Pain is complex, subjective and has wide inter-individual variability (Fillingim, 2005; Coghill, 2010; Sato et al., 2013). Recent studies indicated that acute and chronic pain were common among a largely male patients on methadone maintenance therapy (MMT) (Peles, Schreiber & Adelson, 2006; Eyler, 2013). For example, a one-time self-report survey found that, out of 227 methadone-maintained patients from a single clinic setting in Baltimore, 137 patients (60%) had chronic pain (Dunn, Brooner & Clark, 2014). Inadequate pain management may contribute to failure in achieving overall treatment outcomes with methadone treatment (Hines et al., 2008; Eyler, 2013).

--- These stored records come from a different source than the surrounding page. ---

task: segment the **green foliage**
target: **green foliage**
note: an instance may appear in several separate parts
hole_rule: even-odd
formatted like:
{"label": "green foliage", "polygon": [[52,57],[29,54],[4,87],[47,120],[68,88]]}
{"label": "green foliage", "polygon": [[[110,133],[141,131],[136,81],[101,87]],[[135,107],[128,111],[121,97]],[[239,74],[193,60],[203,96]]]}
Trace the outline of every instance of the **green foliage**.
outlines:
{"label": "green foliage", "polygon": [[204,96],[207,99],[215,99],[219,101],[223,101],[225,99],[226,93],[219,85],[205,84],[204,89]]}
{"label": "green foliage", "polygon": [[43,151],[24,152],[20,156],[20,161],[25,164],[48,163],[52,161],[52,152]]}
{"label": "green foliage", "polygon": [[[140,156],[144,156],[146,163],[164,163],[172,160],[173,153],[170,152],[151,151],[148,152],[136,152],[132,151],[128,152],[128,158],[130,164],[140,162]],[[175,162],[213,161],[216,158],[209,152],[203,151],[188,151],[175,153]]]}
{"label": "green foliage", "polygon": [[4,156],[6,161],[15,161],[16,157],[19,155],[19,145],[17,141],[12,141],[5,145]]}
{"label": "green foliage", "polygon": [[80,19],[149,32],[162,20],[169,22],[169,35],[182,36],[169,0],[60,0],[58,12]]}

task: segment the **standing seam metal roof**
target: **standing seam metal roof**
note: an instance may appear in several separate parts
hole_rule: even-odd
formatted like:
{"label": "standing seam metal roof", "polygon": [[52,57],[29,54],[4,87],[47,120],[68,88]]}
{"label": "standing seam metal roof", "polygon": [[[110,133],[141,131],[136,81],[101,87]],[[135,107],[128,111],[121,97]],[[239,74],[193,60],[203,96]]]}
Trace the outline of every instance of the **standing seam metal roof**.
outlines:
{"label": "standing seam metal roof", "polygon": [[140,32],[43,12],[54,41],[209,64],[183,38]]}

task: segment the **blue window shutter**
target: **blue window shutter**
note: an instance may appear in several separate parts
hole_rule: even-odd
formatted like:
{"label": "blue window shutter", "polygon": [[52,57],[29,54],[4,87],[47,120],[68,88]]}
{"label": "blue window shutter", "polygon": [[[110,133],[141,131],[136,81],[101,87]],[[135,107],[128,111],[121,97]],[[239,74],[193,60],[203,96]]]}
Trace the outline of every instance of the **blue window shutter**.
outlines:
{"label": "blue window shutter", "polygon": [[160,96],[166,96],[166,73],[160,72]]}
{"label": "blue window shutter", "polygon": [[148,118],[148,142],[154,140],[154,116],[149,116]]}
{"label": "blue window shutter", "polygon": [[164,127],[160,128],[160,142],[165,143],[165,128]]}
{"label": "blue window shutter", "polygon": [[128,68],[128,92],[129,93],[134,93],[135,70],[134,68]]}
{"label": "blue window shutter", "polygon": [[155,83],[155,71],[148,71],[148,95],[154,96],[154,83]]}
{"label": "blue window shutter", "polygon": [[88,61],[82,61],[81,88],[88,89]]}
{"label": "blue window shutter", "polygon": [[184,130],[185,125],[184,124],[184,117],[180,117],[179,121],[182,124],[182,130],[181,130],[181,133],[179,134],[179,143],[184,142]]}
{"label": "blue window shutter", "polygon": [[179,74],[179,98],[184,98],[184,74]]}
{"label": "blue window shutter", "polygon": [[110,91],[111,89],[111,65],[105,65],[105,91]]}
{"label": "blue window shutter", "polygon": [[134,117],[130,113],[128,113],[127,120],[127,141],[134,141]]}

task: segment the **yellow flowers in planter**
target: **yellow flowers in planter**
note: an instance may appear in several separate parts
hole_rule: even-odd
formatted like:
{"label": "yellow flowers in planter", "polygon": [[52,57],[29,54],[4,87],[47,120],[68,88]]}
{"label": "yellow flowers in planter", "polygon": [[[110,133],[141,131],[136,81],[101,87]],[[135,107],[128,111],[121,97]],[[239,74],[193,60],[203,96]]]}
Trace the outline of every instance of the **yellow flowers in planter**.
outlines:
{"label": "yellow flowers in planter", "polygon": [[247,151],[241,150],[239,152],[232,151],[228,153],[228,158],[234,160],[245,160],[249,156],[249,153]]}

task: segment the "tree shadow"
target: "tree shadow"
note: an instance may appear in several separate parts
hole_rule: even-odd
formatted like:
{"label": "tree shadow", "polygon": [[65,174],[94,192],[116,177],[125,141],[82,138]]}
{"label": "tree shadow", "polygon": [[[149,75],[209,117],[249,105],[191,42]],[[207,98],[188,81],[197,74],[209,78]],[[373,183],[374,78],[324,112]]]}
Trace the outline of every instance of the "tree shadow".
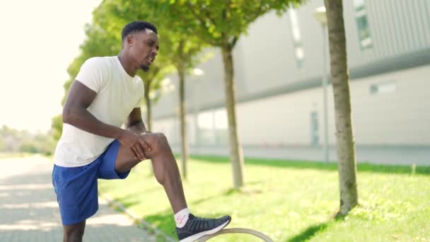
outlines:
{"label": "tree shadow", "polygon": [[298,235],[296,235],[294,237],[291,237],[291,238],[287,239],[286,241],[287,241],[287,242],[305,241],[308,240],[310,238],[315,236],[315,235],[318,232],[324,231],[325,229],[327,229],[327,226],[328,226],[328,224],[327,222],[310,226],[308,227],[306,229],[305,229],[304,231],[303,231],[301,233],[298,234]]}

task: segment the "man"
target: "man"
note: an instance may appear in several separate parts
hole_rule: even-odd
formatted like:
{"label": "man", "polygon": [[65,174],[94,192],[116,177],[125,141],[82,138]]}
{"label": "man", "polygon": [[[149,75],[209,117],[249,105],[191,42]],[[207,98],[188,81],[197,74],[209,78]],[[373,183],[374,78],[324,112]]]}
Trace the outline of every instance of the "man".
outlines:
{"label": "man", "polygon": [[[141,120],[144,86],[136,73],[156,59],[157,29],[147,22],[132,22],[124,26],[122,38],[117,57],[93,57],[82,65],[64,103],[52,171],[64,241],[82,241],[86,219],[98,209],[98,178],[124,179],[146,159],[170,202],[180,241],[214,234],[231,218],[203,219],[190,213],[165,137],[147,132]],[[127,129],[120,128],[124,121]]]}

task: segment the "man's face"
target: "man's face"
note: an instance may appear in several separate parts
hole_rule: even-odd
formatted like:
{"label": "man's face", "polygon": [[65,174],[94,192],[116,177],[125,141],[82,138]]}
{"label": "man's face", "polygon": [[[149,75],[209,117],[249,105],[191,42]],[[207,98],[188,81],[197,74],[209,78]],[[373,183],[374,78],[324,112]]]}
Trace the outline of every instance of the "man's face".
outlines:
{"label": "man's face", "polygon": [[133,60],[144,71],[148,70],[158,53],[158,35],[146,29],[134,33],[130,40],[130,54]]}

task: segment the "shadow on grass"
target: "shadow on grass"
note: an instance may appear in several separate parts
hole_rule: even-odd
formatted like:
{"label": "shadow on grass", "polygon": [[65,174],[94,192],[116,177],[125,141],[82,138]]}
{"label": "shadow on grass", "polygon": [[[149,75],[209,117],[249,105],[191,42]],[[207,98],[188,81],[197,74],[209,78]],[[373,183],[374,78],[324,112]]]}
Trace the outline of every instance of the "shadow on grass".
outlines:
{"label": "shadow on grass", "polygon": [[[230,160],[223,156],[193,156],[192,159],[201,162],[209,162],[213,163],[227,163]],[[322,171],[337,171],[337,163],[330,163],[328,164],[307,161],[286,161],[274,159],[245,159],[245,163],[247,165],[267,166],[283,168],[291,168],[296,169],[318,169]],[[372,172],[383,173],[411,174],[411,166],[402,165],[378,165],[371,163],[357,164],[359,172]],[[416,174],[430,175],[430,166],[417,166]]]}
{"label": "shadow on grass", "polygon": [[299,234],[294,237],[287,239],[286,242],[300,242],[305,241],[315,236],[315,234],[319,231],[322,231],[328,226],[327,223],[322,223],[317,225],[313,225],[303,231]]}

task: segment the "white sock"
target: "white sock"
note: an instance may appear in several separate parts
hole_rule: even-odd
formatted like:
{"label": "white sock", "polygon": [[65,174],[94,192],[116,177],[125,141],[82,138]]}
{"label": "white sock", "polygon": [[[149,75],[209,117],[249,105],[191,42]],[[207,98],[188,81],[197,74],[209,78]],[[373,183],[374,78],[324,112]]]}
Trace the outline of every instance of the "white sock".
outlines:
{"label": "white sock", "polygon": [[176,227],[182,228],[185,226],[187,221],[188,221],[188,215],[190,215],[190,210],[186,207],[175,214],[175,222],[176,223]]}

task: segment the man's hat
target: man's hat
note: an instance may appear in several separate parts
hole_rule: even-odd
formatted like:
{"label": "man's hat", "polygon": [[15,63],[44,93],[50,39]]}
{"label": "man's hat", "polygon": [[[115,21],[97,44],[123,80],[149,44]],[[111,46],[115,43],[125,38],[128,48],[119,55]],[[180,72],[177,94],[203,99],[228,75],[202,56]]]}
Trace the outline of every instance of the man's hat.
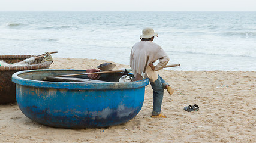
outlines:
{"label": "man's hat", "polygon": [[158,33],[155,32],[152,28],[145,28],[142,30],[141,38],[149,39],[155,36],[158,36]]}
{"label": "man's hat", "polygon": [[97,67],[102,71],[112,70],[115,67],[116,67],[116,65],[112,63],[103,63],[97,66]]}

In recent years, attention has shifted to quality of sleep in patients on methadone treatment (Stein et al., 2004; Peles, Schreiber & Adelson, 2006; Peles, Schreiber & Adelson, 2009; Sharkey et al., 2009; Sharkey et al., 2010; Liao et al., 2011; Sharkey et al., 2011). For example, in a study that systematically studied the prevalence of sleep disorders among 135 heroin-dependent Chinese on MMT in Hunan Province, China the authors found that a majority of the patients (n = 134 subjects, 99.23%) had sleep disturbance with a total PSQI score of >5 (Liao et al., 2011). It is possible that the relationship between sleep disturbance and pain might be circular or reciprocal, with disturbed sleep contributing to enhanced pain-sensitivity, or disturbed sleep is caused by pain (Smith & Haythornthwaite, 2004; Edwards et al., 2008).

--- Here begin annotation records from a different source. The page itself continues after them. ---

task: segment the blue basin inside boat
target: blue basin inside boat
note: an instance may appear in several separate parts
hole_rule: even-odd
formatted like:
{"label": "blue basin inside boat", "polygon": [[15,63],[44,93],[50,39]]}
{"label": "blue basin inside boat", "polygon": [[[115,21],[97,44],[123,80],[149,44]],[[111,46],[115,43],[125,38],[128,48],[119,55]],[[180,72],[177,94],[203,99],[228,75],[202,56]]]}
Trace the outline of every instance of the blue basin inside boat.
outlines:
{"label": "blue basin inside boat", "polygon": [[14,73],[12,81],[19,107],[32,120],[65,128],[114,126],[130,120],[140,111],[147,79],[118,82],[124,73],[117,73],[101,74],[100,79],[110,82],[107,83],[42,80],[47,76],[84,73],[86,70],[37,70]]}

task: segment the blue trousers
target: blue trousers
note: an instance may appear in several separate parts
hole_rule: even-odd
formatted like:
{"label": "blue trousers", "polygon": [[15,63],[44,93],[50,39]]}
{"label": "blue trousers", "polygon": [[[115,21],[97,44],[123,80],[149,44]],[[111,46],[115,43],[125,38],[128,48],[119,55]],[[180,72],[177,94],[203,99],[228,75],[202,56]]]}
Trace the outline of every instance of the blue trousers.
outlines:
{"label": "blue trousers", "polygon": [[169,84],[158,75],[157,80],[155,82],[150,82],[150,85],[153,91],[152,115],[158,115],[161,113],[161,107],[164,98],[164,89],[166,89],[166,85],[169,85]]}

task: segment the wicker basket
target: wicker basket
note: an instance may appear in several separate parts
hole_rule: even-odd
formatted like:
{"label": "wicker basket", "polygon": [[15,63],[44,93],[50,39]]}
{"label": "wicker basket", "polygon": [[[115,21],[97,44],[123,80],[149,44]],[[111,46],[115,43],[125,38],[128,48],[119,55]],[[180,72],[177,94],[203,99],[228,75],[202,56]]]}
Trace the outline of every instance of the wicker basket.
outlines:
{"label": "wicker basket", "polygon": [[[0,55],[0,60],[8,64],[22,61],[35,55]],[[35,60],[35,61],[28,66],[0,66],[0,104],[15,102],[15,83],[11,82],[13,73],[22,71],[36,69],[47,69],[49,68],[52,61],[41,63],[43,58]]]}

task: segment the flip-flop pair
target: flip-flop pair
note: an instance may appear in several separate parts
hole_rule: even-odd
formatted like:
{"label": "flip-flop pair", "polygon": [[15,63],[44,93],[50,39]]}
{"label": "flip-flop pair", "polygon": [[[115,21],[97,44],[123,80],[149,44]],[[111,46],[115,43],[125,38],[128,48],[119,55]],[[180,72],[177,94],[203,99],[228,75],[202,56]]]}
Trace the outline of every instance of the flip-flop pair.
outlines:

Although a number of studies have assessed the association between pain experience and sleep in patients on MMT (Stein et al., 2004; Peles, Schreiber & Adelson, 2006; Peles, Schreiber & Adelson, 2009), less is known about the relationship between pain-sensitivity and sleep quality. Existing studies only evaluated pain experience using self-reported pain questionnaires (Stein et al., 2004; Peles, Schreiber & Adelson, 2006; Peles, Schreiber & Adelson, 2009) but not with a quantitative test. The cold pressor test (CPT) is a standardized and naturalistic pain model, producing pain analogous to naturally occurring type of pain and effectively mimics chronic pain conditions such as dental and back pain (Chen et al., 1989). The reliability and validity of the cold pain model has been established with good validity and test–retest reliability (Chen et al., 1989; Ruscheweyh et al., 2010; Lewis et al., 2012).
The objectives of our study were to determine the rate of pain-sensitivity among male patients on methadone treatment and the relationship between pain-sensitivity and sleep quality. Objective pain testing using CPT rather than a pain questionnaire was used to measure pain-sensitivity in the current study.
The sample population consisted of opioid-dependent male patients who were undergoing methadone treatment between March and October 2013 at Hospital Universiti Sains Malaysia (USM) and other MMT clinics (Kota Bharu, Pasir Mas, Pasir Puteh and Bachok) in the state of Kelantan, Malaysia. Opioid dependency was defined according to the DSM IV criteria. American Psychiatric Association (1994). Study participants were included if they were (a) in the national MMT programme with a duration of participation of more than one month; (b) more than 18 years of age; (c) free of regular use of alcohol; (d) free of intoxication; (e) able to understand study protocols and to follow simple study instructions; and (f) willing to sign written informed consent. Exclusion criteria included the following: (a) presence of acute medical, surgical or psychiatric illnesses; (b) current intake of benzodiazepines, cannabinoids or barbiturates; (c) on regular anticonvulsants, neuroleptics or analgesics; (d) history of chronic or ongoing acute pain; (e) history of analgesics ingestion within 3 days before the CPT; and (f) the presence of severe cognitive impairment which might interfere with pain assessments and/or communication. Although no standard scales were used, psychiatric illnesses were carefully evaluated during interview of participants, and the information verified with their medical records and also from their doctors.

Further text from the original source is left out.